From the Guidelines
Hypernatremia is not directly associated with vasospasm, and the primary concern in the context of aneurysmal subarachnoid hemorrhage (aSAH) is hyponatremia, which has been chronologically associated with the onset of sonographic and clinical vasospasm. The management of hypernatremia is crucial to prevent cerebral edema and other complications, but it is not the primary focus in the context of vasospasm.

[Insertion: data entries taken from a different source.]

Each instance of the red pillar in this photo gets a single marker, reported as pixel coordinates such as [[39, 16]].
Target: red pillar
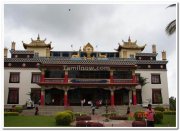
[[66, 77], [42, 96], [134, 97], [112, 97], [111, 77], [42, 75], [65, 98]]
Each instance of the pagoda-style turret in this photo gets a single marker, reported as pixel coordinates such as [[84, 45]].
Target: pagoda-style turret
[[129, 49], [130, 45], [37, 43], [39, 46]]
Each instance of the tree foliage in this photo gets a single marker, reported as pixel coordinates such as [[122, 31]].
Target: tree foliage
[[172, 103], [171, 27]]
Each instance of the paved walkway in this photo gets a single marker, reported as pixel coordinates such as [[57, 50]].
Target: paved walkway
[[110, 123]]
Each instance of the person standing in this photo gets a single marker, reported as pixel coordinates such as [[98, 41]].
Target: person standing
[[150, 116]]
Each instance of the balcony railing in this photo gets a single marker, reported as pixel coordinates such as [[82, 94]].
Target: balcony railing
[[54, 80], [81, 80], [124, 81], [78, 80]]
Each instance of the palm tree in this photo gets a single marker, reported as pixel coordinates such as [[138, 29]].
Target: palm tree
[[171, 27], [142, 82]]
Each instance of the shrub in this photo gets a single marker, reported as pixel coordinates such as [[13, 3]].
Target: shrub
[[18, 109], [11, 113], [138, 124], [83, 118], [158, 117], [71, 113], [63, 118], [139, 115], [109, 114], [76, 114], [88, 124], [118, 117], [159, 108], [169, 112]]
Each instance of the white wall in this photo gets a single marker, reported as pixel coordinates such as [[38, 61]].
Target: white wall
[[147, 89], [24, 86]]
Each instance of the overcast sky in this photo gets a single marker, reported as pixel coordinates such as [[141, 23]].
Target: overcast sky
[[103, 26]]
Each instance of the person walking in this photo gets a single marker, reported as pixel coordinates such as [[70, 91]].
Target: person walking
[[150, 116]]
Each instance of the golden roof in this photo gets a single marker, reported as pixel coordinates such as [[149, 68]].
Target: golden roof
[[130, 45], [88, 45], [37, 43]]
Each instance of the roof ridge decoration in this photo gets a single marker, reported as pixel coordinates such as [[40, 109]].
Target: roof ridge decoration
[[37, 43], [130, 45]]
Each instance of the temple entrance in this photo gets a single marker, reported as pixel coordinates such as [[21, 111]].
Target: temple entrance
[[88, 94], [54, 97], [121, 97]]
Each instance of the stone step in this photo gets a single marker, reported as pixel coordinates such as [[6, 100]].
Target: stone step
[[52, 110]]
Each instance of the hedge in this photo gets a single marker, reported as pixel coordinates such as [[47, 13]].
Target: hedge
[[138, 124], [11, 113], [159, 108], [139, 115], [71, 113], [118, 117], [109, 114], [83, 118], [88, 124], [76, 114], [63, 118], [158, 117], [169, 112]]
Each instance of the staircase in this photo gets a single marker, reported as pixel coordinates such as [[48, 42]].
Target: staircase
[[52, 110]]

According to the guidelines for the management of aSAH, hyponatremia can develop from different mechanisms, including cerebral salt wasting, which is produced by excessive secretion of natriuretic peptides and causes hyponatremia from excessive natriuresis 1.
Management of Hyponatremia and Vasospasm
- The diagnosis of cerebral salt wasting is more common in patients with poor clinical grade, ruptured anterior communicating artery aneurysms, and hydrocephalus, and it may be an independent risk factor for poor outcome.
- Uncontrolled studies using crystalloid or colloid agents suggest that aggressive volume resuscitation can ameliorate the effect of cerebral salt wasting on the risk of cerebral ischemia after aSAH 1.
- Two randomized, controlled trials have been performed to evaluate fludrocortisones to correct hyponatremia and fluid balance, and one trial found that it helped to correct the negative sodium balance 1.
- A similar randomized, placebo-controlled trial showed reduced natriuresis and a lower rate of hyponatremia in aSAH patients treated with hydrocortisone 1.
Hypernatremia Management
- Hypernatremia can be managed by correcting the underlying cause, whether it's diabetes insipidus, excessive sodium intake, or inadequate water intake.
- Treatment typically involves administration of hypotonic fluids such as 0.45% saline or 5% dextrose in water, with the specific regimen calculated based on the patient's free water deficit.
- A reduction rate of 10-15 mmol/l/24 h is recommended to prevent cerebral edema and neurological injury 1.
Key Considerations
- Regular monitoring of serum sodium, neurological status, and cerebral perfusion is essential during treatment.
- The underlying cause of hypernatremia or hyponatremia should be identified and addressed to prevent further complications.
- Concurrent vasodilator therapy may be necessary in severe cases of vasospasm, with options including nimodipine, intravenous nicardipine, or milrinone infusion.
From the Research
Hypernatremia and Vasospasm
- Hypernatremia is a disorder of the homeostatic status regarding body water and sodium contents, which may lead to fatal consequences under improper management 2.
- The diagnostic approach to hypernatremia involves eight steps, including excluding pseudohypernatremia, confirming glucose-corrected sodium concentrations, and determining the extracellular volume status 2.
- Hypernatremia can be managed by replacing water deficits, ongoing water losses, and insensible water losses, with six steps to follow, including identifying underlying causes and determining the amount and rate of water administration 2.
- Vasospasm is not directly mentioned in the context of hypernatremia in the provided studies, but fluid management in acute brain injury, which can involve vasospasm, aims to preserve or restore physiology and guarantee appropriate tissue perfusion, avoiding potential iatrogenic effects 3.
- In the management of acute brain injury, intravascular volume management should aim for euvolemia, and isotonic crystalloids should be the preferred agents for volume replacement, while colloids, glucose-containing hypotonic solutions, and other hypotonic solutions or albumin should be avoided 3.
- Hypernatremia is defined as a serum sodium level above 145 mmol/L, and understanding hypernatremia requires a comprehension of body fluid compartments, as well as concepts of the preservation of normal body water balance 4.
- The treatment of hypernatremia should be closely monitored with serial electrolyte measurements, as formulae devised to guide therapy regard the patient as a closed system and do not take into account ongoing fluid losses that are highly variable between patients 5.